Q: Since the coronavirus pandemic started, I’m having trouble sleeping. What can I do?
Please know, you are not alone.
Many who never struggled with insomnia before are surprisingly undergoing disruptions in their nightly rest. We live in a place filled with aloha and sunshine but are now stuck indoors. We are restless and impatient. Many on Maui agonize with thoughts of exposure to illness, financial hardship, relatives we love but cannot visit and general turmoil in the nation. Even as we expect decreased restrictions, we still linger in limbo. These constant emotional skirmishes cause anxiety. And guess what? Researchers have found anxiety can disrupt your sleep and sleep problems cause anxiety. Meaning, sleep is the answer and the problem. And just like anxiety, sleep problems can impact how you function emotionally, mentally, and physically. It’s worth it to help yourself get a better night’s sleep. Sleep can reduce stress, anxiety and depression, help you think better, improve your mood, and reduce irritability. All of which can help improve family relationships when you’re in close quarters. Getting enough sleep also helps strengthen your immune system, which is important when you’re trying to stay healthy.
Some steps that can help you sleep better include:
• Establish a consistent routine- wake up and go to sleep at approximately the same time each day
• Spend time outside in the natural light during the day.

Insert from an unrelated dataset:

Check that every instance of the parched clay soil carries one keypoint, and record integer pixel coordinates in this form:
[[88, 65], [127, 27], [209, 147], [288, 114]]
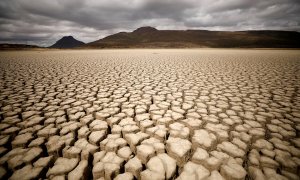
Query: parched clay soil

• Have a bed time routine where you wind down and relax
• Avoid your phone and screen time for about an hour before bed.
• Use your bed only for sleep and sex/intimacy
• Avoid working on your computer, watching TV, or doing other activities in your bedroom.
• Get some exercise and physical activity during the day.
• Avoid too much alcohol or caffeine, especially late in the day.
Finally, if your insomnia is severe or getting worse, call your doctor. And if you’re dealing with serious stress or anxiety, such as worries about health, family, or money, consider talking with a counselor to get help.
While it’s common for people to have insomnia during a stressful time, help is available. By making a few lifestyle changes, it’s possible to improve your sleep — and your health.